Kids don’t get breast or lung cancer that affect large groups of people. Instead, they suffer from their own deadly malignancies in relatively small numbers, O’Reilly said. An incentive that gives companies six additional months to market their treatment free from generic competition may help coax them into studying their drugs in cancers for younger patients.

The population of pediatric cancer patients is so small that researchers have one shot at studying a particular cancer because trials for a single drug will use up all the children with a targeted disorder, said Susan Weiner, president of the Washington-based Children’s Cause for Cancer Advocacy.

“We have to pick the best bets,” she said in a telephone interview.

Common Cancer

Acute lymphoblastic leukemia is the most common cancer in children, representing about 23 percent of pediatric cancer diagnoses, according to the National Cancer Institute. About 2,900 children and adolescents younger than 20 years old in the U.S. are diagnosed with the disease each year, which causes unformed blood cells and peaks among 2- to 3-year-olds.

The doctors and academics convening today are members of a subcommittee of the FDA’s oncology advisory panel. They will advise the agency on helping drug companies advance their understanding of how their medicines might work in children.

Prior meetings haven’t born fruit as regulators learned how to refine their approach, though New York-based Pfizer Inc. (PFE)’s Xalkori, discussed at the 2010 meeting, is being studied by the Children’s Oncology Group in young patients with solid tumors resistant to treatment, according to ClinicalTrials.gov. Children’s Oncology Group, which said it’s the world’s largest organization devoted exclusively to childhood and adolescent cancer research, has almost 100 clinical trials open at any time and is supported by the Bethesda, Maryland-based National Cancer Institute, which is part of the National Institutes of Health.

Garnering Interest

Each of the four experimental drugs under discussion today — trametinib from London-based Glaxo, blinatumomab from Thousand Oaks, California-based Amgen, South San Francisco, California-based Threshold’s TH-302, and volasertib from closely held Boehringer of Ingelheim, Germany — has garnered interest from pediatric oncology doctors, O’Reilly said. Weiner didn’t want to comment on specific drugs.

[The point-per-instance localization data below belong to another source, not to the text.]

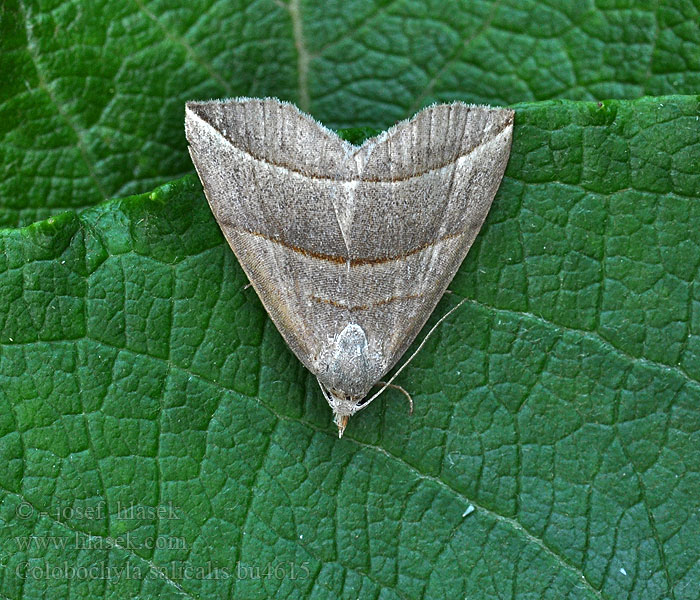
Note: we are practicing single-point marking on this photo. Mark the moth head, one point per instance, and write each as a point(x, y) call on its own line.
point(346, 370)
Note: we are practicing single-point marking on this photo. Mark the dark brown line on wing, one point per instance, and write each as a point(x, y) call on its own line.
point(291, 169)
point(341, 260)
point(364, 306)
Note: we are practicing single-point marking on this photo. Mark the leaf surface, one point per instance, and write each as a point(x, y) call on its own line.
point(561, 403)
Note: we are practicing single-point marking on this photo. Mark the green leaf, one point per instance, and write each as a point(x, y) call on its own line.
point(92, 93)
point(561, 403)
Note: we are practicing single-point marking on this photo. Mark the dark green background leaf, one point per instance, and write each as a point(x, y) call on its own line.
point(561, 402)
point(92, 93)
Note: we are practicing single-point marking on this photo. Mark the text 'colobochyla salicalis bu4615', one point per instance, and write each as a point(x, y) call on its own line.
point(349, 247)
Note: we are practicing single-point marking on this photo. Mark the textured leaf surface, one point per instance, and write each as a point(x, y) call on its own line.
point(92, 94)
point(561, 402)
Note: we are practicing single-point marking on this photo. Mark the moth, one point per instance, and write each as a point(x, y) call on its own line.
point(348, 247)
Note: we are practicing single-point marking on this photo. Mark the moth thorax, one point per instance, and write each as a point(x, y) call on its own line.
point(347, 367)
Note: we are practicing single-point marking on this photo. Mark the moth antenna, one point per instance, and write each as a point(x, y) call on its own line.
point(403, 391)
point(416, 351)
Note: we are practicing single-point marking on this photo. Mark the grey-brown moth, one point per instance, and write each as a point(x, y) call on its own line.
point(348, 247)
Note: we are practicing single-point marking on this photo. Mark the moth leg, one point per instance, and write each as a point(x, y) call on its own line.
point(403, 391)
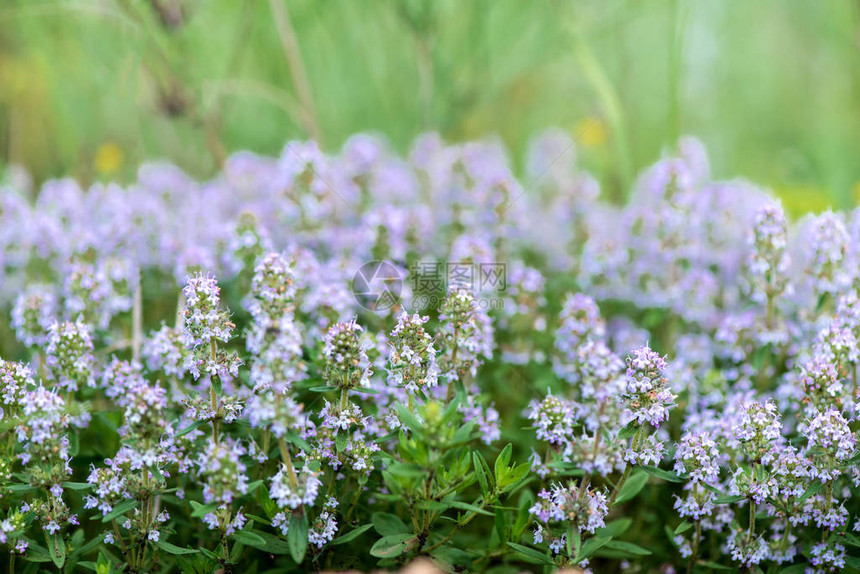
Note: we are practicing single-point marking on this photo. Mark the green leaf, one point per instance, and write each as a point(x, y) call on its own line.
point(729, 499)
point(481, 474)
point(119, 510)
point(271, 544)
point(500, 467)
point(297, 537)
point(615, 528)
point(683, 527)
point(387, 524)
point(715, 566)
point(634, 485)
point(629, 430)
point(56, 548)
point(340, 441)
point(591, 547)
point(189, 428)
point(810, 491)
point(470, 507)
point(173, 549)
point(392, 546)
point(534, 555)
point(249, 538)
point(201, 510)
point(662, 474)
point(628, 547)
point(408, 418)
point(20, 488)
point(514, 476)
point(351, 535)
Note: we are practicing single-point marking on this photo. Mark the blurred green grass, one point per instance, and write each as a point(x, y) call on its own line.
point(92, 88)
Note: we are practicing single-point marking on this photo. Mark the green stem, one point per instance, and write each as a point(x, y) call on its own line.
point(450, 395)
point(752, 518)
point(288, 462)
point(627, 469)
point(695, 555)
point(469, 517)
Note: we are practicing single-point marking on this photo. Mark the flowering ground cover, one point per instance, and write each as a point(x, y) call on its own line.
point(351, 361)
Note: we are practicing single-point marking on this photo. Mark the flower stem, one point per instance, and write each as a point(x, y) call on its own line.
point(288, 462)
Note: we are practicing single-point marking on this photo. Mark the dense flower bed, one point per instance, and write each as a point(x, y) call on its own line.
point(217, 376)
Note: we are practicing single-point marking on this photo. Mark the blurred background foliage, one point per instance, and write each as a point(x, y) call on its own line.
point(92, 88)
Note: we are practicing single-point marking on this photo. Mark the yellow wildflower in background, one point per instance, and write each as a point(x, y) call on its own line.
point(108, 159)
point(591, 131)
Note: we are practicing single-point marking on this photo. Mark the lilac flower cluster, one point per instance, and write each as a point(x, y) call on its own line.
point(194, 437)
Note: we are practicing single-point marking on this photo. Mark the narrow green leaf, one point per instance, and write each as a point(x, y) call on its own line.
point(534, 555)
point(500, 467)
point(119, 510)
point(248, 537)
point(173, 549)
point(628, 547)
point(483, 480)
point(633, 486)
point(729, 499)
point(662, 474)
point(392, 546)
point(387, 524)
point(56, 548)
point(189, 428)
point(297, 537)
point(351, 535)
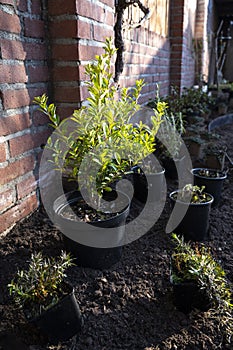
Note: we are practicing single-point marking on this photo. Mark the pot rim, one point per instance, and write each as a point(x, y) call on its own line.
point(57, 208)
point(189, 203)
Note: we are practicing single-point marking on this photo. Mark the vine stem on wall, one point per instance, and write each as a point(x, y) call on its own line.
point(121, 6)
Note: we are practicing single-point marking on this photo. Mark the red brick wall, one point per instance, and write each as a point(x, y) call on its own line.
point(46, 50)
point(23, 74)
point(182, 73)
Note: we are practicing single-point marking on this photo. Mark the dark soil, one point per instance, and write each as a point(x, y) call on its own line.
point(129, 306)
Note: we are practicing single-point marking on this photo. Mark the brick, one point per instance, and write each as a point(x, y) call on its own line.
point(12, 49)
point(66, 111)
point(7, 198)
point(35, 51)
point(67, 52)
point(36, 91)
point(36, 7)
point(15, 98)
point(109, 3)
point(38, 73)
point(64, 29)
point(26, 186)
point(34, 28)
point(18, 212)
point(7, 2)
point(65, 74)
point(89, 52)
point(2, 152)
point(27, 142)
point(22, 5)
point(84, 30)
point(14, 123)
point(12, 74)
point(67, 94)
point(16, 169)
point(39, 118)
point(61, 7)
point(85, 8)
point(100, 33)
point(9, 23)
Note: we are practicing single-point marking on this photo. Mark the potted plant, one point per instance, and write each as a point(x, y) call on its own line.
point(102, 145)
point(195, 224)
point(200, 282)
point(212, 179)
point(48, 301)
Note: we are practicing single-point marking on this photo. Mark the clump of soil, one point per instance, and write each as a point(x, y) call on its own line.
point(130, 305)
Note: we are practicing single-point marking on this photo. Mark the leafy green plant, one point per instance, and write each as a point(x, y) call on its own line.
point(192, 194)
point(195, 263)
point(40, 286)
point(172, 126)
point(103, 130)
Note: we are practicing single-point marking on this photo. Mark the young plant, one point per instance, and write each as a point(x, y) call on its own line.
point(104, 143)
point(194, 263)
point(172, 127)
point(40, 286)
point(193, 194)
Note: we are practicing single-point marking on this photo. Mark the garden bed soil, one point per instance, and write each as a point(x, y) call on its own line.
point(130, 305)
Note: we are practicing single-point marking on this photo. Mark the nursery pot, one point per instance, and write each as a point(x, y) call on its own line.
point(187, 296)
point(63, 320)
point(195, 224)
point(213, 184)
point(145, 183)
point(85, 255)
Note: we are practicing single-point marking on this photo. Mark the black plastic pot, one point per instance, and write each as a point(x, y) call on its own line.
point(62, 321)
point(187, 295)
point(213, 185)
point(75, 232)
point(145, 183)
point(195, 224)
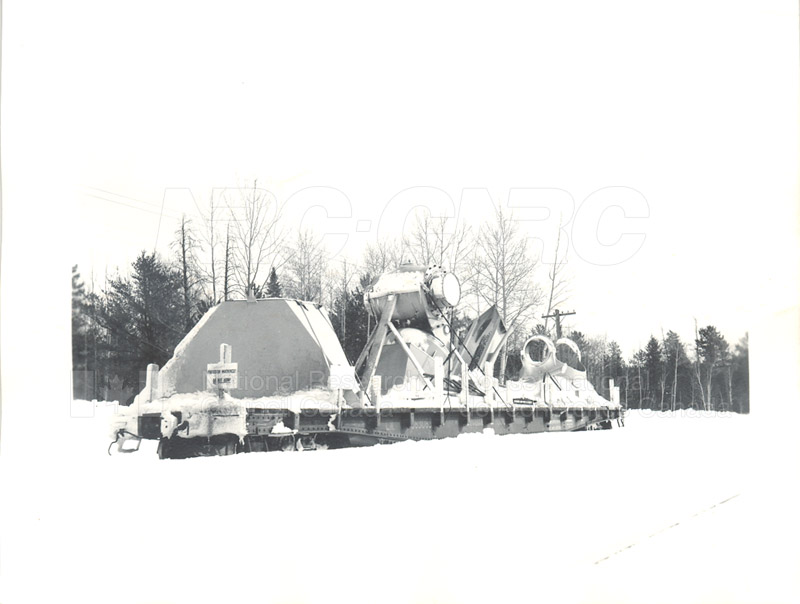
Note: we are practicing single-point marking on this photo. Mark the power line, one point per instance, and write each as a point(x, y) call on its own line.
point(127, 205)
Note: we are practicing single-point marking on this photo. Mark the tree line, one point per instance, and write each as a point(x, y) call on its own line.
point(247, 248)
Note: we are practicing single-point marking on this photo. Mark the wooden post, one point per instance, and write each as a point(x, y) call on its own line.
point(438, 383)
point(375, 345)
point(151, 383)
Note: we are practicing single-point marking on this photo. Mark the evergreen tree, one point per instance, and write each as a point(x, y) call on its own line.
point(144, 316)
point(712, 349)
point(356, 318)
point(274, 289)
point(741, 376)
point(615, 368)
point(654, 369)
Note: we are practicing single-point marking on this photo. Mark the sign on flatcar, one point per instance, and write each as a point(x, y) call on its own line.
point(222, 376)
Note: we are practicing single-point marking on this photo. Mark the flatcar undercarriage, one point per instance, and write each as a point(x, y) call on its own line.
point(292, 388)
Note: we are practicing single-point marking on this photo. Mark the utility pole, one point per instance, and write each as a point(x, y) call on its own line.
point(557, 316)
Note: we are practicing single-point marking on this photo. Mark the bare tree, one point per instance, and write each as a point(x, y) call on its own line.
point(557, 281)
point(501, 274)
point(438, 240)
point(227, 265)
point(186, 246)
point(257, 238)
point(382, 256)
point(210, 237)
point(307, 266)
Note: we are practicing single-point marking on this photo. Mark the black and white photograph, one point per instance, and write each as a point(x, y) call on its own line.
point(421, 303)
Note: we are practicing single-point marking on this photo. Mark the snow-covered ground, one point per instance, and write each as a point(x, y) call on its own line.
point(672, 508)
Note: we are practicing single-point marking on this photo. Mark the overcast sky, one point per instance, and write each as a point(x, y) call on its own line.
point(683, 113)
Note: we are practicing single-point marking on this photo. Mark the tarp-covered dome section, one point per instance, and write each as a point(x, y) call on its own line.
point(281, 346)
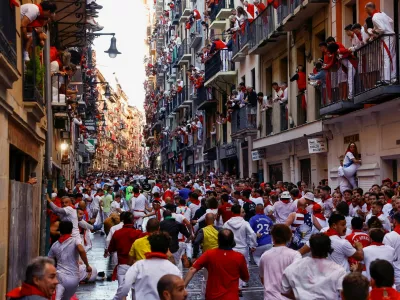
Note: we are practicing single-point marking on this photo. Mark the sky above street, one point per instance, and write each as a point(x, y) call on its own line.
point(127, 19)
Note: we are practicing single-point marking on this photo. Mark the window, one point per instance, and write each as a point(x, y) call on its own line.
point(253, 78)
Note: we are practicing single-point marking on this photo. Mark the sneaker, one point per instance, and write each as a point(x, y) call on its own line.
point(26, 56)
point(97, 28)
point(94, 5)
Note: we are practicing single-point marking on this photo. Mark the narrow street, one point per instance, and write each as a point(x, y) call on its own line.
point(106, 290)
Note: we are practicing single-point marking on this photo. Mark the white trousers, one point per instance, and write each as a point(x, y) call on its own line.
point(389, 58)
point(66, 287)
point(350, 75)
point(245, 253)
point(121, 271)
point(259, 251)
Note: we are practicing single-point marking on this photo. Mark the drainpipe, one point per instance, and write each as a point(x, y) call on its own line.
point(47, 182)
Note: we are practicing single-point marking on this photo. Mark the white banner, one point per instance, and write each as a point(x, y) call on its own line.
point(318, 145)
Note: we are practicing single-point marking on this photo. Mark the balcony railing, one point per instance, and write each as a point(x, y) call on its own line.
point(282, 11)
point(244, 118)
point(33, 79)
point(196, 34)
point(377, 64)
point(219, 62)
point(241, 38)
point(8, 33)
point(183, 49)
point(262, 27)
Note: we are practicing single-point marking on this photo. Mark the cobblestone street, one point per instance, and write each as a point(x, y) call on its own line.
point(106, 290)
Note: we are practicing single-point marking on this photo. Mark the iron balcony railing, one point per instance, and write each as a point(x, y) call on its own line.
point(377, 64)
point(241, 38)
point(33, 78)
point(183, 49)
point(244, 118)
point(219, 62)
point(262, 26)
point(8, 34)
point(222, 4)
point(282, 11)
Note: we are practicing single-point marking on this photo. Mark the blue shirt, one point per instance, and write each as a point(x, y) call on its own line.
point(262, 224)
point(184, 193)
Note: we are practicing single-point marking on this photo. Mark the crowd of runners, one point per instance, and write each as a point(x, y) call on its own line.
point(308, 243)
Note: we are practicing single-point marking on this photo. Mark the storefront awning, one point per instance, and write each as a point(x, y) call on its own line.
point(288, 135)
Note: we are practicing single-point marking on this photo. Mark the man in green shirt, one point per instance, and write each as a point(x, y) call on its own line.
point(107, 200)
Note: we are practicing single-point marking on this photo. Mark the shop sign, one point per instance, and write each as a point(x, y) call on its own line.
point(231, 151)
point(317, 145)
point(257, 154)
point(90, 124)
point(351, 138)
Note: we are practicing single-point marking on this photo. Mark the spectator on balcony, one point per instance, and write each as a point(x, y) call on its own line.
point(220, 46)
point(348, 65)
point(281, 96)
point(383, 25)
point(266, 105)
point(251, 101)
point(34, 17)
point(301, 79)
point(260, 7)
point(250, 9)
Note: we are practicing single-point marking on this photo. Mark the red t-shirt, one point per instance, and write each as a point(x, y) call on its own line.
point(122, 241)
point(225, 211)
point(224, 267)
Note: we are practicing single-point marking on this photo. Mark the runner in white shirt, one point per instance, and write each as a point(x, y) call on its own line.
point(376, 210)
point(376, 250)
point(392, 239)
point(139, 205)
point(274, 261)
point(66, 213)
point(315, 277)
point(146, 273)
point(342, 249)
point(66, 252)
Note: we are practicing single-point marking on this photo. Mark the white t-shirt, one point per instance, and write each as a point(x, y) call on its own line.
point(258, 200)
point(31, 11)
point(114, 206)
point(377, 252)
point(272, 264)
point(342, 250)
point(313, 278)
point(67, 257)
point(144, 275)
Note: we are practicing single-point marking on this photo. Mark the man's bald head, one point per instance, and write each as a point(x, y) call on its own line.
point(171, 287)
point(210, 218)
point(259, 208)
point(82, 205)
point(302, 203)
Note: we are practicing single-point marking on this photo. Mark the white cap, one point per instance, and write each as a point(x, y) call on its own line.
point(309, 196)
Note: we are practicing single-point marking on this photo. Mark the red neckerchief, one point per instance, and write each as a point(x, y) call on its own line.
point(332, 232)
point(376, 244)
point(25, 290)
point(375, 12)
point(63, 238)
point(150, 255)
point(301, 211)
point(158, 214)
point(397, 229)
point(195, 201)
point(384, 293)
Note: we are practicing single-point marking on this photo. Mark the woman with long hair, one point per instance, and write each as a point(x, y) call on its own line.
point(351, 164)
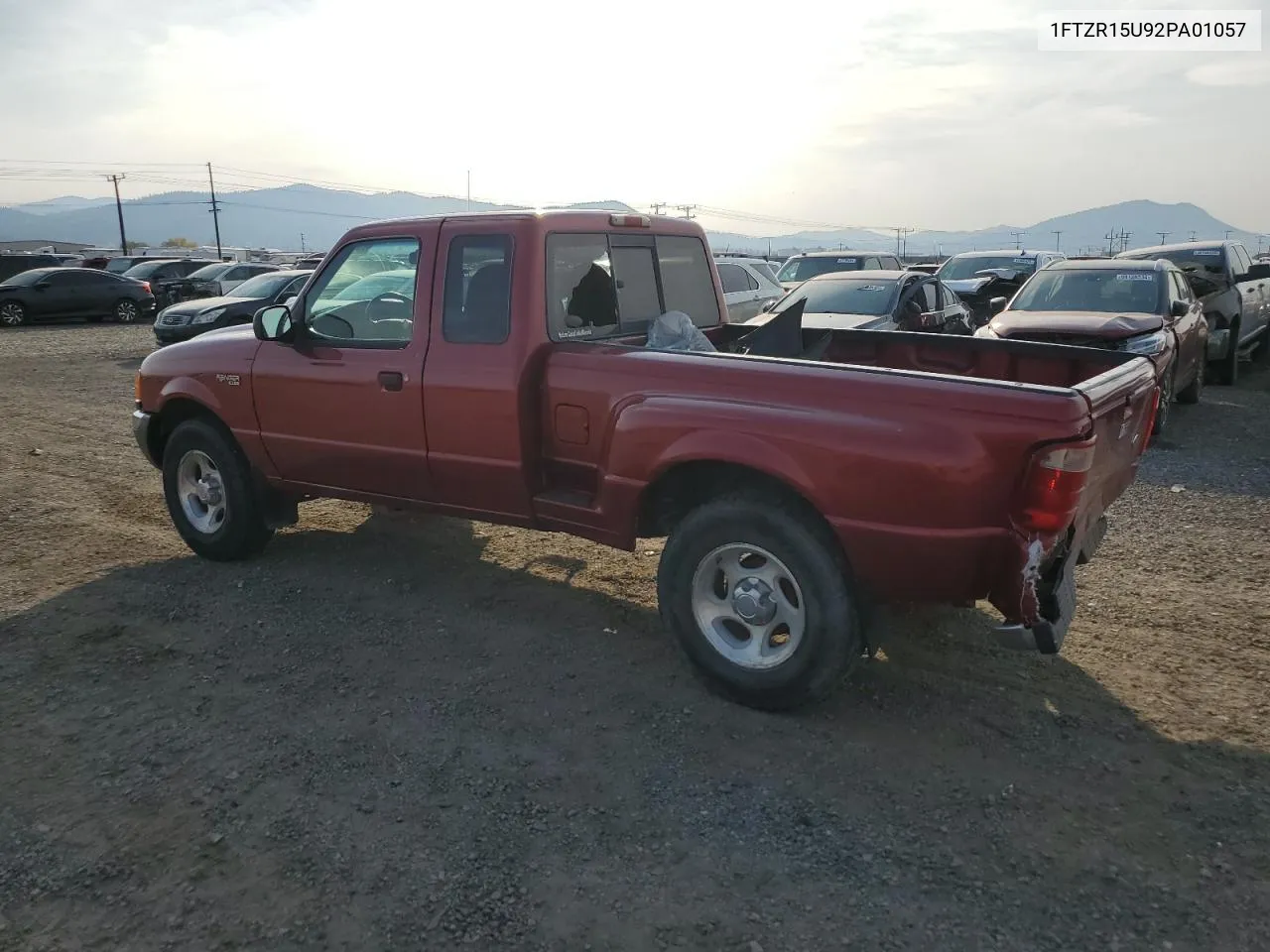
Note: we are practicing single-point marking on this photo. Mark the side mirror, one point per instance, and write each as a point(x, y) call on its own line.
point(272, 322)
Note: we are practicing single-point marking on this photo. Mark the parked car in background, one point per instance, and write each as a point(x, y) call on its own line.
point(72, 293)
point(190, 318)
point(747, 284)
point(889, 299)
point(1137, 306)
point(121, 263)
point(166, 276)
point(17, 263)
point(808, 264)
point(976, 277)
point(797, 486)
point(1234, 295)
point(218, 280)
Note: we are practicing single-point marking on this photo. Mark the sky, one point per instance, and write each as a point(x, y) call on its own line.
point(920, 113)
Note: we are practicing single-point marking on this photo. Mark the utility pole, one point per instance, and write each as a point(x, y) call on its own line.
point(216, 212)
point(118, 208)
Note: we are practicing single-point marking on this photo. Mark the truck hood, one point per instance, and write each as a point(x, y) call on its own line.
point(1111, 326)
point(204, 352)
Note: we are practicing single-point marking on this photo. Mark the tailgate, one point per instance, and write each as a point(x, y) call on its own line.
point(1123, 405)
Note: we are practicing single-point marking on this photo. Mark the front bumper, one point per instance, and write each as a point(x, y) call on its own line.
point(141, 426)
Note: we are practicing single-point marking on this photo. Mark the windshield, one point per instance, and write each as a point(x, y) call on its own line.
point(960, 268)
point(209, 272)
point(24, 278)
point(1193, 261)
point(804, 268)
point(1103, 291)
point(400, 282)
point(263, 285)
point(869, 296)
point(146, 268)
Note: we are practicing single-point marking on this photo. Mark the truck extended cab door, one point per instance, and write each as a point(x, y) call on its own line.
point(340, 405)
point(477, 394)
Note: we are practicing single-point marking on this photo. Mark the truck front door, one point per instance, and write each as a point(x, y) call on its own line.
point(340, 405)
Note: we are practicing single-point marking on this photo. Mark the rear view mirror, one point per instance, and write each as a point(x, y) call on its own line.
point(272, 322)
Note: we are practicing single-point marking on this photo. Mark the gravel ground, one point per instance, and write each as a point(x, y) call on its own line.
point(448, 734)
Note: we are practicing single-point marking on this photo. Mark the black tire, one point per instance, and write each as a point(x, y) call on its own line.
point(1193, 391)
point(244, 532)
point(126, 311)
point(832, 640)
point(1227, 370)
point(12, 313)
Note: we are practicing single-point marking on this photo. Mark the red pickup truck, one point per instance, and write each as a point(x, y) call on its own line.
point(498, 367)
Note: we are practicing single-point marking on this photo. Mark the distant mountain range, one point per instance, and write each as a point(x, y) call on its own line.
point(277, 217)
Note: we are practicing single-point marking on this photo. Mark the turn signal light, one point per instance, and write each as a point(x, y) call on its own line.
point(1053, 486)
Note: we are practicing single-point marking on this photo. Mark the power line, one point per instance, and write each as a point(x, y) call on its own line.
point(118, 208)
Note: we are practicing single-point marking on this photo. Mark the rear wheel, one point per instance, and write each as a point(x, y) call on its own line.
point(209, 495)
point(126, 311)
point(757, 594)
point(1192, 393)
point(1227, 370)
point(13, 313)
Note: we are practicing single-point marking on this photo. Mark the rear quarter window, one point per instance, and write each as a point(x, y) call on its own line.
point(602, 286)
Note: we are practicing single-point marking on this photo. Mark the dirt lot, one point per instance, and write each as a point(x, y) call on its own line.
point(472, 737)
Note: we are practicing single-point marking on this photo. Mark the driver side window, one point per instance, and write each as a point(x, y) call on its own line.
point(366, 295)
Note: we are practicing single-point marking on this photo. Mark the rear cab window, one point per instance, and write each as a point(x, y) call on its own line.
point(604, 285)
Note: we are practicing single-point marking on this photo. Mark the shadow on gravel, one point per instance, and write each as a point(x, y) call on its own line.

O’Reilly is part of a trial that just began Amgen’s blinatumomab for acute lymphoblastic leukemia that he expects will study patients in early phase trials over two years.

“Pediatric legislation, including a combination of incentives and requirements, has significantly increased pediatric drug research and development and led to a substantial increase in products with new pediatric information in labeling,” according to an FDA staff report.

Drugmakers are testing 981 medicines and vaccines to fight cancer, according to a May report from the Pharmaceutical Research and Manufacturers of America, the Washington-based lobby group for drug companies. It didn’t say how many of those drugs would specifically target childhood illnesses.

Weiner’s advocacy group wrote members of the FDA advisory panel recommending that they meet twice a year “to discuss new therapies and highlight how new oncology agents might benefit children with cancer.”

The FDA had planned to start holding the meetings twice a year starting next year, said Gregory Reaman, of the agency’s Office of Hematology and Oncology Products.